The water normally travels from the Quabbin to the Wachusett, where it is treated with chlorine, then moves to Marlborough, where it is injected with fluoride. The final stop is at the Norumbega Reservoir in Weston, where another disinfectant is added before the millions of gallons go into pipes and travel on to nearly 2 million homes.

It is virtually impossible to check for every chemical that could possibly be dumped into the water, MWRA officials concede. So officials are more carefully watching for changes in the water's cloudiness and acidity that could signal a problem.

Still, while the public's focus has been on exotic poisons, common bacteria remain the biggest threat. The most infamous case of US water contamination - in Milwaukee in 1993 -- came from a microbe called cryptosporidium, which is found in the feces of humans and animals. Cryptosporidium in runoff from a cattle lot sickened 400,000 people and killed more than 100 in Milwaukee.

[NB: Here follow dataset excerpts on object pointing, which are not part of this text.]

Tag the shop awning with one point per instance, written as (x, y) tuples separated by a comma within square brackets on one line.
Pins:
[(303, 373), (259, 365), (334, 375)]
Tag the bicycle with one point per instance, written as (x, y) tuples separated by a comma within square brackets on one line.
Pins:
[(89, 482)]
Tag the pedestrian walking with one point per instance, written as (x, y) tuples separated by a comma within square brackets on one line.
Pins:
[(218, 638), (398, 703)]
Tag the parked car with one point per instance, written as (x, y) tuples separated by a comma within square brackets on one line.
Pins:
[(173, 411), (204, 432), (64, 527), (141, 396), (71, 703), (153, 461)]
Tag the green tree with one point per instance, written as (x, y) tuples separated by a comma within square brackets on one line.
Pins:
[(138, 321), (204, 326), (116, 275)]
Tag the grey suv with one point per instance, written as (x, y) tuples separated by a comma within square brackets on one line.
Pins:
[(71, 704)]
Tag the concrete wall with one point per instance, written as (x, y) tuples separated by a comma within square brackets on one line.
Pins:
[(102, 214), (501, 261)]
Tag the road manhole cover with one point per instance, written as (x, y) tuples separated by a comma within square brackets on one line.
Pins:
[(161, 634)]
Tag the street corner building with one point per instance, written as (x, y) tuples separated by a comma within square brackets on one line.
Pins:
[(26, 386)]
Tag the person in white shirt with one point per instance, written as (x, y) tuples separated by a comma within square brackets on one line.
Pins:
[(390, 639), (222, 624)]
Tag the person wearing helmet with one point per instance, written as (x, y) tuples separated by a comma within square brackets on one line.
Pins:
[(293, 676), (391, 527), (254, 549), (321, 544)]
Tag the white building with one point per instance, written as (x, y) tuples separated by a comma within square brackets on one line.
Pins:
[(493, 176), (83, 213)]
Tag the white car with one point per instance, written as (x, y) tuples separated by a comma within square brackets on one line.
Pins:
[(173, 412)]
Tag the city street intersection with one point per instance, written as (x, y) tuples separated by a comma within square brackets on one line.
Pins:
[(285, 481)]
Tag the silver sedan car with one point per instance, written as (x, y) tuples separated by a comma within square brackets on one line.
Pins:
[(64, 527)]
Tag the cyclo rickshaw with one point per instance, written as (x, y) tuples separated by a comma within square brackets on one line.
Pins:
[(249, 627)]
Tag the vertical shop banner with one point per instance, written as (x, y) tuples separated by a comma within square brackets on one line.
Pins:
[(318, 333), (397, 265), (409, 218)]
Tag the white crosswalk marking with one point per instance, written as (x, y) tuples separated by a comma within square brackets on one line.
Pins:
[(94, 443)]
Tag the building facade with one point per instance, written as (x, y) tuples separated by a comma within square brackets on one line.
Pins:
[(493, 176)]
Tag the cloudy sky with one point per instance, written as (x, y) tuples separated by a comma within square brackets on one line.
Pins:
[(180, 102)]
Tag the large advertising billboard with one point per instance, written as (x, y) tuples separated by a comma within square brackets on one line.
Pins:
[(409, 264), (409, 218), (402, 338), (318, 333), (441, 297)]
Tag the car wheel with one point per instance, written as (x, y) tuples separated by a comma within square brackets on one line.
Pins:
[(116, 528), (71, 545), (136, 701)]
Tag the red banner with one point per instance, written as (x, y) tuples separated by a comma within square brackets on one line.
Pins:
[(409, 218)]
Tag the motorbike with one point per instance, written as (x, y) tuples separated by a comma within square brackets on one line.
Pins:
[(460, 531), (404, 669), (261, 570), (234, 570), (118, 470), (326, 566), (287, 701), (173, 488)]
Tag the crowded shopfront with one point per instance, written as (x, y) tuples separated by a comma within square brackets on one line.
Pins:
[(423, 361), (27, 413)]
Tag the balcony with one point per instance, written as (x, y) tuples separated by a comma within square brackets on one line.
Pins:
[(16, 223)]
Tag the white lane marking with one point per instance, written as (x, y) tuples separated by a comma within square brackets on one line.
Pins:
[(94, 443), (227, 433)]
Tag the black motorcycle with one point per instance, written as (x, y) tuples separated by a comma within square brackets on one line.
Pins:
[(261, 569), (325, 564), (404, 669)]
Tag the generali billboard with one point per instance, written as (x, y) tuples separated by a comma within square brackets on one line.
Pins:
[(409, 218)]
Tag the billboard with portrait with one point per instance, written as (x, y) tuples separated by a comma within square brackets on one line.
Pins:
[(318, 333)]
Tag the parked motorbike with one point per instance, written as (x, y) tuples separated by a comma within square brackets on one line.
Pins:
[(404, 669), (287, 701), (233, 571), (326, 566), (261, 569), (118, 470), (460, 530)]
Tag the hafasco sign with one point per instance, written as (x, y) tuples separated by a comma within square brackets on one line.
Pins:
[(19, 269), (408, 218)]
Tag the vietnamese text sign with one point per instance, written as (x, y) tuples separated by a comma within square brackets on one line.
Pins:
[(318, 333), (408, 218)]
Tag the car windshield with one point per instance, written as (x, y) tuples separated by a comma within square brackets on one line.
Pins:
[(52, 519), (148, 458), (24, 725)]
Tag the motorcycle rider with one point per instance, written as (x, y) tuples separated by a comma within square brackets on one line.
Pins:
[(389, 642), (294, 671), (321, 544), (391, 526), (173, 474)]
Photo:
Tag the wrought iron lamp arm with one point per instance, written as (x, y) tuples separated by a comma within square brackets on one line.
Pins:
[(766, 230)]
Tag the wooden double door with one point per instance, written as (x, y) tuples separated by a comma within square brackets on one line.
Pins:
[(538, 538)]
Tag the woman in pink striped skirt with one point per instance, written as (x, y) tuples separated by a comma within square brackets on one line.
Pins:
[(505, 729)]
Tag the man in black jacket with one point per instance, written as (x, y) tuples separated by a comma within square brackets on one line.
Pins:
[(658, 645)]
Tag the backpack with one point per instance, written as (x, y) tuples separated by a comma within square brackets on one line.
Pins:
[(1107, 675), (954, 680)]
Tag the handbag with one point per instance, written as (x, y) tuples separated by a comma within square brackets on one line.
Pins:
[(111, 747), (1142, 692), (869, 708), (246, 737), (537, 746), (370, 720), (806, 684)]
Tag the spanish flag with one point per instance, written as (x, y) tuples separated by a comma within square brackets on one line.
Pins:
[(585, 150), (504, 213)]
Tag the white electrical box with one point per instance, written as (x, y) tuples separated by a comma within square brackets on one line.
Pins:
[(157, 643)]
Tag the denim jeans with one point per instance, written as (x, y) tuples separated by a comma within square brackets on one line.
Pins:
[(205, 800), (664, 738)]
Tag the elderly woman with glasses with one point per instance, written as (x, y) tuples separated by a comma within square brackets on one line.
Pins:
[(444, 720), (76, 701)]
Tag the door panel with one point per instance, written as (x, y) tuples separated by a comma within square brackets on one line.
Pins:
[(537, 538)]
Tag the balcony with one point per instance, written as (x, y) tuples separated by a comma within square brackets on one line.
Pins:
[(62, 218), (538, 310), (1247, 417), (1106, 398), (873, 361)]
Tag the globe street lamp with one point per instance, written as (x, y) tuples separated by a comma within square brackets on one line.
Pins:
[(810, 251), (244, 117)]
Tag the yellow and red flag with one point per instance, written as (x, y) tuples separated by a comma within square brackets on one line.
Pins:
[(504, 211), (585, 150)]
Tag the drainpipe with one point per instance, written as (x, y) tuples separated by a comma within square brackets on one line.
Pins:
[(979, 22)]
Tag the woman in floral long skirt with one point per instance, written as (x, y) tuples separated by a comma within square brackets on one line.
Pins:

In one key way, the MWRA is better prepared than many other water districts. Over the last three years, the agency has built three gigantic underwater storage tanks that are difficult for workers, let alone terrorists, to access. Two more are being built, including a 115 million gallon container that will be the world's largest. Once these facilities are completed, virtually all of the MWRA's water will remain under lock and key once it has been treated.

''We're doing everything we possibly can,'' said Laskey.

-- Andre Weltman (, September 28, 2001


Headline: Utilities take steps to protect

Source: Boston Globe, 22 September 2001

URL: otect+.shtml

The enormous rainbow-colored liquefied natural gas tank overlooking the Southeast Expressway in Dorchester is already protected by barbed wire and security cameras.

But that wasn't enough yesterday, not after warnings issued by Attorney General John D. Ashcroft Thursday that terrorists might be planning a strike in Boston. So the tank's owner, KeySpan Corp., set up police barricades to block anyone without proper identification from passing.

''A lot of people are on edge,'' said an officer manning the barricades who wouldn't provide his name. ''I've never seen this kind of security all across the board.''

As part of a nationwide effort to shore up security since the terrorist attacks on Sept. 11, gas, electric, and water utilities throughout the area have been reviewing backup plans and taking a variety of measures they hope will either thwart or mitigate any potential terrorist strike.

The ominous warnings about an imminent attack in Boston pushed the utilities in the area to take even more drastic security steps yesterday. To protect the more than 450 billion gallons of water at the Quabbin and Wachusett reservoirs, the Massachusetts Water Resources Authority has increased patrols around some 60 miles of the reservoirs' perimeter, limited fishing, locked gates around all access roads, and made recent tests of the water supply.

''We have taken extraordinary security measures,'' said David Gilmartin, a spokesman for the water authority, which already treats the water with chlorine to kill any foreign bacteria. ''I would want to reassure everyone about our water supply. It is safe.''

Like every other major utility in the area, utility officials at NStar said they, too, had heightened security. Officials there would not say what new measures they have taken. Over the past week, officials at ISO New England Inc., which operates the electricity grid that provides power throughout the region, said they have activated all their backup electricity systems and held several conference calls with FBI agents and regional emergency officials.

''If there was any terrorist activity that affected any part of our system, we would be in a position to isolate and rework the system so that the impact would be minimized,'' said ISO spokesman Craig Kazin, adding that police are guarding its facilities and employees must wear identification.

A spokeswoman for Massachusetts Electric, which serves 1.2 million people in 168 communities around the state, said her company has added extra security patrols at all its substations. She would not add more details.

''We're taking all appropriate precautions,'' said Deborah Drew of Massachusetts Electric. ''Let's just leave it at that.''

-- Andre Weltman (, September 28, 2001.